Installation générale.


Pour les manipulations photographiques, il est indispensable d’avoir une chambre spéciale, pièce servant de laboratoire et éclairée par la lumière rouge rubis.

Nous connaissons bien des amateurs qui ont tourné la difficulté que présente l’installation d’une semblable pièce — surtout dans les grandes villes comme Paris — en n’opérant leurs manipulations et le chargement des châssis négatifs que la nuit.

Cette façon de procéder est très pratique ; seulement, elle a pour inconvénient de limiter beaucoup le champ des expériences, en ne permettant pas de vérifier la bonne venue d’une image immédiatement après la pose, ce qui, dans plus d’un cas, peut être très ennuyeux.

On construit aujourd’hui beaucoup de petits meubles, peu encombrants, et qui réunissent tous les appareils nécessaires aux manipulations chimiques de la photographie ; nous trouvons que ces meubles, sortes de compendium, ont l’inconvénient d’être de dimensions trop restreintes pour laisser une liberté complète aux mouvements de l’opérateur, et, à leur emploi, nous préférons de beaucoup une installation quelconque de laboratoire fixe dans une pièce réservée.

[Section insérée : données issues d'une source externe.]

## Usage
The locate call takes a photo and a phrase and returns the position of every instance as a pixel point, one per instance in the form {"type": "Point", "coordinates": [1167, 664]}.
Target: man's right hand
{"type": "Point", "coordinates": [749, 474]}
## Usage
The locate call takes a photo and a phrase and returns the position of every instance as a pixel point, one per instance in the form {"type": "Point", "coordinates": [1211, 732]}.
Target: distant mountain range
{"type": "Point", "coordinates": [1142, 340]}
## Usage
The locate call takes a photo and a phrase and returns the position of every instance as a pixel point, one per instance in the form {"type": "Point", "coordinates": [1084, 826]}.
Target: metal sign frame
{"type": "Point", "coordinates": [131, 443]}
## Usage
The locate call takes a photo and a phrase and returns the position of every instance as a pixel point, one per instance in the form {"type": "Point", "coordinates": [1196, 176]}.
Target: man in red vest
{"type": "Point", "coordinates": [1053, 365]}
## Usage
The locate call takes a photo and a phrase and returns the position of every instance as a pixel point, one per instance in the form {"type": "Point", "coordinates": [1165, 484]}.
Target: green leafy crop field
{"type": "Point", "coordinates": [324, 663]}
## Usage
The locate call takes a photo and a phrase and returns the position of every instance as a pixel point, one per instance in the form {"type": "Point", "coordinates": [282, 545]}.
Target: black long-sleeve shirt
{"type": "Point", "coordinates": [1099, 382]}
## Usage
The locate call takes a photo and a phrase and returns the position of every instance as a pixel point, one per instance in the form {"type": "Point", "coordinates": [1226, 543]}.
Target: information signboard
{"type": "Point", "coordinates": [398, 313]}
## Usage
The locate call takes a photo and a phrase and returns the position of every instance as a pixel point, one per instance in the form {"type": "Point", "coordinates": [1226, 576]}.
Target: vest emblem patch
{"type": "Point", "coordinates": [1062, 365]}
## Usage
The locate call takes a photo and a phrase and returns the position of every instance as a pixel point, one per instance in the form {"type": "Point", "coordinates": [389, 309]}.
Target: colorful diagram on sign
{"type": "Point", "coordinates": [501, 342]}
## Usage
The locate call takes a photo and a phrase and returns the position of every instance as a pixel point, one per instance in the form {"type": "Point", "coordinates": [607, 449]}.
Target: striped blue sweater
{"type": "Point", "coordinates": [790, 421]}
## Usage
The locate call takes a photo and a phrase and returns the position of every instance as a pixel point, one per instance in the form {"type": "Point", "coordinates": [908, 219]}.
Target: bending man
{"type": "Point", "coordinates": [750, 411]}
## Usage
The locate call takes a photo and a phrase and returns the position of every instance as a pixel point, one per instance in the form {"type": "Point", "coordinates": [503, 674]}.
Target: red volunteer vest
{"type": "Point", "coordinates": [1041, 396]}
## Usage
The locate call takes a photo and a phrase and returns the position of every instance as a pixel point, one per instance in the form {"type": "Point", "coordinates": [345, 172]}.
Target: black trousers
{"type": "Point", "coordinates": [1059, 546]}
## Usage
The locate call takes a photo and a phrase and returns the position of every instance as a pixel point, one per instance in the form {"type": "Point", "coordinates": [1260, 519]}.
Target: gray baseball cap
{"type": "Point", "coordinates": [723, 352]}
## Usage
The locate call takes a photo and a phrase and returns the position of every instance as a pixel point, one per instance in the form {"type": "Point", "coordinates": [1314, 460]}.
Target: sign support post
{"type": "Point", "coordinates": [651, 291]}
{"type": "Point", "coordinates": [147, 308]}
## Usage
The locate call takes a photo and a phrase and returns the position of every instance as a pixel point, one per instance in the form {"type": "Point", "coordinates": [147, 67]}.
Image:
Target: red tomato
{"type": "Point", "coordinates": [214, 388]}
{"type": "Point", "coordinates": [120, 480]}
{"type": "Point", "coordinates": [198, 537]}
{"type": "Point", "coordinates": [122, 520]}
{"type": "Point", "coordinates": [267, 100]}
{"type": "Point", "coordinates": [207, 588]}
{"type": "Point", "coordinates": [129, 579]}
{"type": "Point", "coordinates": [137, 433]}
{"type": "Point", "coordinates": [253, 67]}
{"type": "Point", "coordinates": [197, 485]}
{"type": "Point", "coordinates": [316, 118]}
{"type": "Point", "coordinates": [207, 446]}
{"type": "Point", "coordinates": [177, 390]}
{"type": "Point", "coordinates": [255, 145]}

Un simple cabinet, avec une fenêtre pour l’aérer, ou même un cabinet noir dans lequel on place une lanterne à verres rouges, peut très bien suffire ; quelques planches, une table ou deux en bois blanc recouvertes d’une toile cirée formeront l’ameublement nécessaire, qui sera complété par une chaise. Si ce cabinet a un robinet et un évier permettant une circulation d’eau pour laver les épreuves, il sera excellent comme laboratoire, mais à défaut de cette installation parfaite, un simple seau d’eau suffira dans la plupart des cas.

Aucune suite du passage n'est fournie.